Yesterday, I woke up at 5:30 am (I guess it’s an improvement). I really didn’t know what to do today, so I spent the morning trying to find touristic places on the internet. Between many interesting places, like Skytree, Yokohama (the biggest Chinnatown in Asia) or a real Tea Ceremony, I found something that caught my attention:

Mt. Takao (高尾山)

I’ve liked to go on strolls around nature for quite a while now. I Really enjoy the relaxing sights and the physical challenges of getting to the end. Now, Mt. Takao isn’t known for being a challenging mountain, but it is quite pretty, and, if taking the right trails, the whole length you can walk is around 25 km, if I remember correctly. Along the way, you can find lots of nice sights, and a white horse statue awaits you at the end, like congratulating you for being able to finish it all. I like the whole idea;I think I’ll go there soon.
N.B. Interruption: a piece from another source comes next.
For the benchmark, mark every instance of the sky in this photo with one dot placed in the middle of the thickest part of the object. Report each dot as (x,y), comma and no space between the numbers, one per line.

After doing the most research I could on Mt. Takao, I went for some food. I’m still amazed of how the Japanese are so kind. I love it. I entered the cafeteria, and all the waiters and chefs welcomed me. After taking a seat, they gave me a free glass of water. I don’t know if the glass was part of the way they receive everyone or if it was given to me because I looked rather tired and a bit sweaty (I went on walking for a while). I hope I can visit the place again.

Just look at it! It looks great!

Just look at it! It looks great!

Next, I arranged a walk around Shinjuku with a Japanese friend that I luckily met back in Mexico. She offered to show me Uniqlo! I would finally visit the place! When we got there, we split so each one could see clothes comfortably (we didn’t have a lot of time either, as the shop was near to close). The shop that we went to was not the huge store that I was expecting, but it was rather nice. There were lots of clothes that looked pretty comfortable, and the prices… well I was surprised at the cost of some of them. I ended up buying 2 t-shirts and 2 shirts.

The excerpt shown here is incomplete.